As a preferred embodiment of the present invention, wherein: the method comprises the steps that a transmission path of an internal node in a vehicle running area is obtained and optimized, the intelligent scheduling management platform optimizes the obtained transmission path of the internal node in the vehicle running area through a path optimization module, the method comprises the steps of calling the path optimization module in the intelligent scheduling management platform, wherein a relay forwarding node is selected between monitoring nodes of RSU road side equipment and platform monitoring equipment at a road side end and corresponding sink nodes, and the priority selection is specifically as follows:

acquiring source nodes of road side ends in a vehicle driving area, wherein the source nodes comprise nodes of RSU road side equipment and platform monitoring equipment in road monitoring, namely, all data transmission paths for transmitting road monitoring data to corresponding sink nodes;

calculating a preferred value for each data transmission path, the preferred value being calculated as shown in formula (3):

（3）；

in the method, in the process of the invention,representing a data transmission path for a source node to transmit monitoring data of RSU road side equipment and station monitoring equipment to a corresponding sink nodeIs a preferred value of (2);is a weight coefficient;representing data transmission pathsThe number of nodes is monitored by the RSU road side equipment and the station monitoring equipment;representing data transmission pathsMiddle (f)iThe number of neighbor nodes of the data transmission node;representing data transmission pathsMiddle (f)iPacket loss rate of data transmission node and previous monitoring node;the method comprises the steps of setting a preset packet loss rate threshold value;

and based on the preference value of the data transmission path, performing sequencing preference and then serving as a relay forwarding node of the new source node.

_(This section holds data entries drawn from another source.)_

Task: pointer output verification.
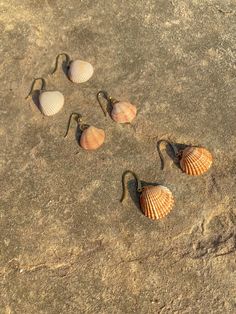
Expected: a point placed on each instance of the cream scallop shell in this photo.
(195, 160)
(123, 112)
(92, 138)
(51, 102)
(156, 201)
(80, 71)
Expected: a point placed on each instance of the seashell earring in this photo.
(91, 138)
(78, 71)
(193, 160)
(155, 201)
(120, 111)
(50, 102)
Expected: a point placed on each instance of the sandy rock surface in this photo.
(67, 245)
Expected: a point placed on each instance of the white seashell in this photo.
(51, 102)
(80, 71)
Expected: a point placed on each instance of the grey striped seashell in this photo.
(80, 71)
(51, 102)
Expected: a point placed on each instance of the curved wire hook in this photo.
(173, 147)
(43, 85)
(104, 94)
(78, 120)
(139, 185)
(57, 59)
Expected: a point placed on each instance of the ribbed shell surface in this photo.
(156, 201)
(92, 138)
(80, 71)
(51, 102)
(195, 160)
(123, 112)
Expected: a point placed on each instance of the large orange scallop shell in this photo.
(195, 160)
(92, 138)
(123, 112)
(156, 201)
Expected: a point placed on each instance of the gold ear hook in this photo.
(78, 120)
(43, 85)
(104, 94)
(57, 59)
(138, 182)
(173, 147)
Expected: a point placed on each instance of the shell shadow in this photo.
(170, 153)
(132, 191)
(35, 98)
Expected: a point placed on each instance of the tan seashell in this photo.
(80, 71)
(123, 112)
(51, 102)
(156, 201)
(92, 138)
(195, 160)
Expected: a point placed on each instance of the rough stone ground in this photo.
(67, 244)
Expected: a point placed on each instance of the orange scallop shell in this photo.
(92, 138)
(123, 112)
(156, 201)
(195, 160)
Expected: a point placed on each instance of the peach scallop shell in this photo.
(51, 102)
(123, 112)
(92, 138)
(195, 160)
(80, 71)
(156, 201)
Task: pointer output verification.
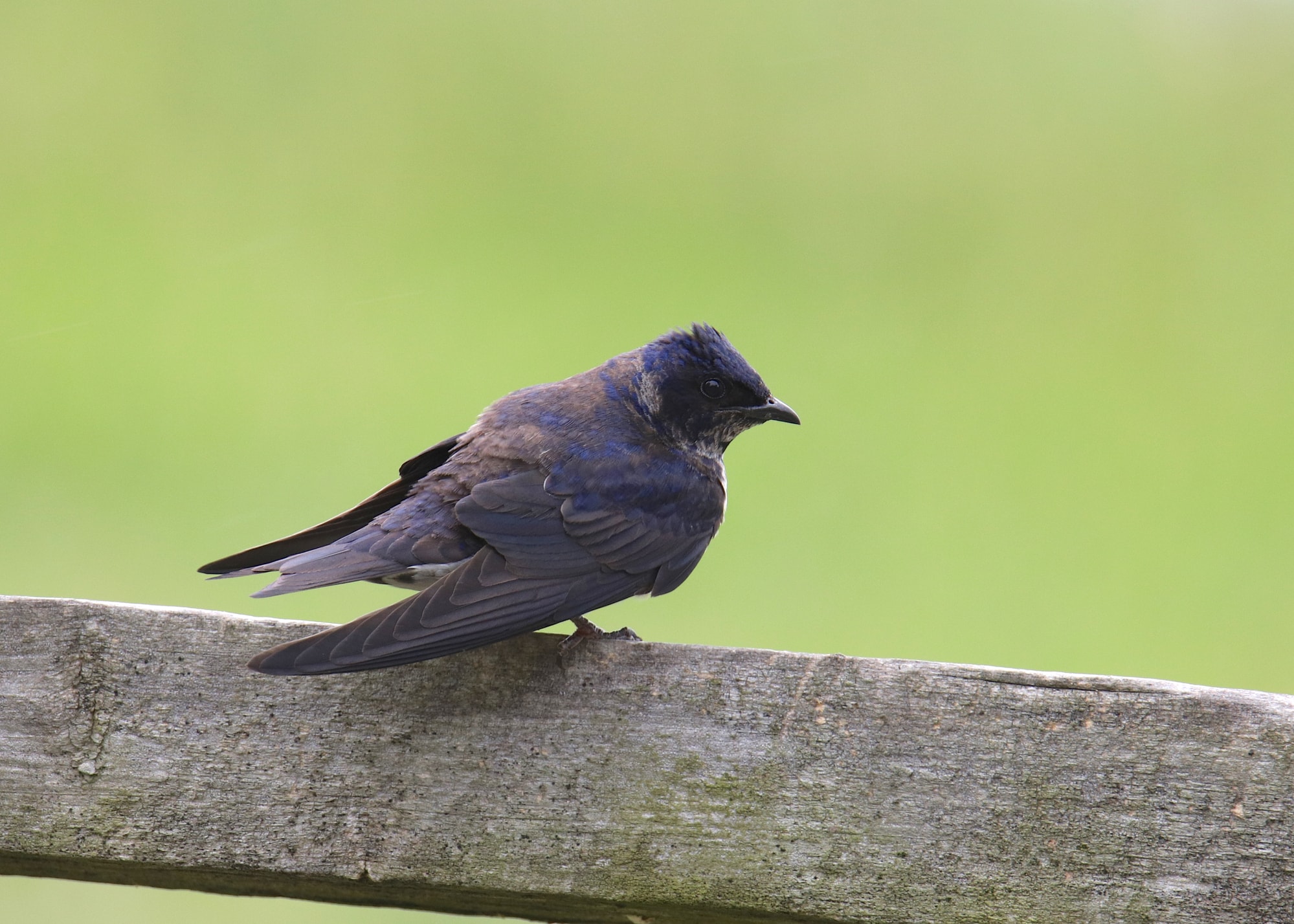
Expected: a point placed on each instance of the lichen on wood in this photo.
(634, 781)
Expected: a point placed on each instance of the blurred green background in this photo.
(1024, 270)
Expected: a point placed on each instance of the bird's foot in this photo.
(586, 630)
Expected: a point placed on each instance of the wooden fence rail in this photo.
(638, 782)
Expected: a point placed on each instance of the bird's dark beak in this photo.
(773, 410)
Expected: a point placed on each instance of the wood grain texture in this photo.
(638, 782)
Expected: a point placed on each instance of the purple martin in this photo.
(559, 500)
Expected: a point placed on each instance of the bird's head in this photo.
(697, 390)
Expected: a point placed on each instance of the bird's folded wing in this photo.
(549, 558)
(343, 525)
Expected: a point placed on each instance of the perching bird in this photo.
(559, 500)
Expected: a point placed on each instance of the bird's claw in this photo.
(585, 628)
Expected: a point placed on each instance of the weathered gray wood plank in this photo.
(673, 784)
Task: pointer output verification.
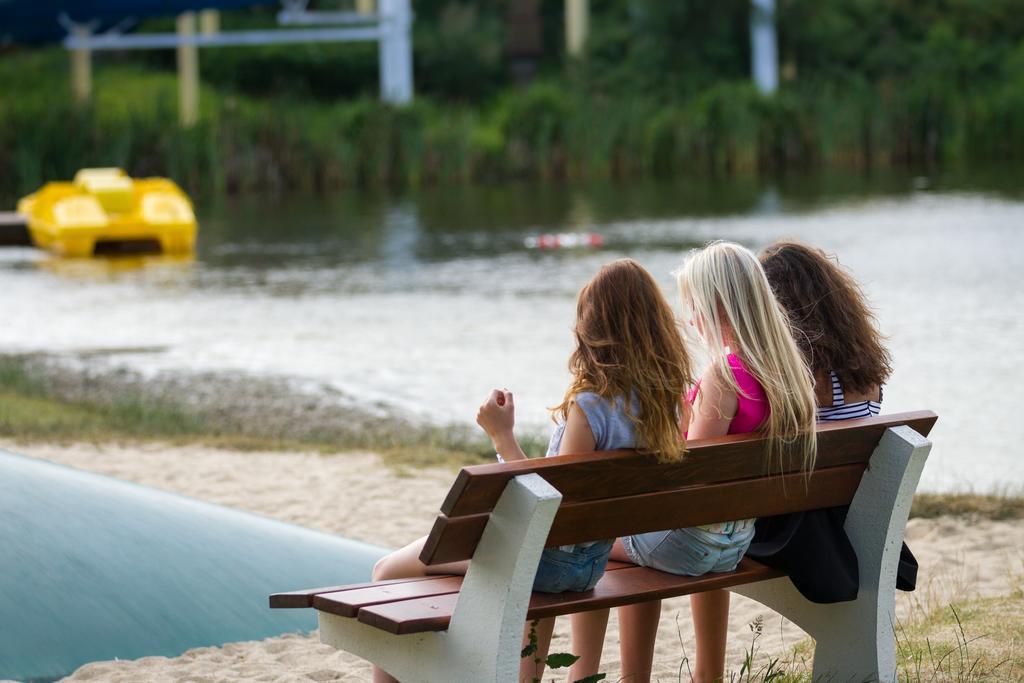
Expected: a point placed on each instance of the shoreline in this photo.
(961, 558)
(70, 398)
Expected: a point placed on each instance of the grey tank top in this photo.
(611, 428)
(608, 421)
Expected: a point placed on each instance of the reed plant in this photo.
(553, 129)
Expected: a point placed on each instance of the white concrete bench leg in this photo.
(855, 641)
(484, 638)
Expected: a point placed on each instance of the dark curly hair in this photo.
(833, 324)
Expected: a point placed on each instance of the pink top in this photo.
(752, 402)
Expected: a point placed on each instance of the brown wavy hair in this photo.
(628, 345)
(833, 325)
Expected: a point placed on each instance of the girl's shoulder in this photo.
(747, 381)
(609, 420)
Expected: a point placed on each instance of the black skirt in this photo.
(814, 550)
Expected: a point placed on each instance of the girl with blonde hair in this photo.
(756, 381)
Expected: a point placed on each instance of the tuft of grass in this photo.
(979, 640)
(990, 506)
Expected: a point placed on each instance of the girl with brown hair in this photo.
(630, 374)
(834, 328)
(837, 334)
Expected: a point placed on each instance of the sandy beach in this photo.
(958, 558)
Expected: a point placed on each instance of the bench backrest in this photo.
(608, 494)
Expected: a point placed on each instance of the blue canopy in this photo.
(39, 20)
(96, 568)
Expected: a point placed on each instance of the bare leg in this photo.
(637, 633)
(531, 666)
(588, 641)
(404, 563)
(711, 629)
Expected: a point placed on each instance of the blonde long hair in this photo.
(724, 283)
(629, 346)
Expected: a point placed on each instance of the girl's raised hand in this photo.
(497, 415)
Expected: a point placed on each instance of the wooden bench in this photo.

As a preferred embodiment of the present invention, wherein: the method comprises the steps of obtaining a transmission path of an internal node in a vehicle driving area to optimize, and calling an association processing module in the intelligent scheduling management platform, wherein the relay forwarding node is used for carrying out association classification transmission between monitoring nodes of RSU road side equipment and platform monitoring equipment at the road side end and corresponding aggregation nodes, and the method comprises the following specific steps:

acquiring a plurality of source nodes at a road side end in a vehicle driving area, wherein the source nodes comprise nodes of RSU road side equipment and nodes of platform monitoring equipment in road monitoring, namely, all data transmission paths for transmitting road monitoring data to corresponding sink nodes;

obtaining a node data set according to a preset area transmission path, and finding out a double frequent set from the node data set;

calculating the support degree and the confidence degree of each double item set in the double item frequent set, and constructing an association structure diagram among the aggregation nodes of the vehicle driving area according to the support degree and the confidence degree of the double item set;

obtaining important feature vectors and secondary feature vectors of all sink nodes in the association structure diagram, and carrying out feature combination on the important feature vectors and the secondary feature vectors to obtain node feature vectors;

and inputting the association structure diagram and the node feature vector into a GCN model for convolution classification, outputting classification result data, and transmitting the classification result data to an intelligent scheduling management platform.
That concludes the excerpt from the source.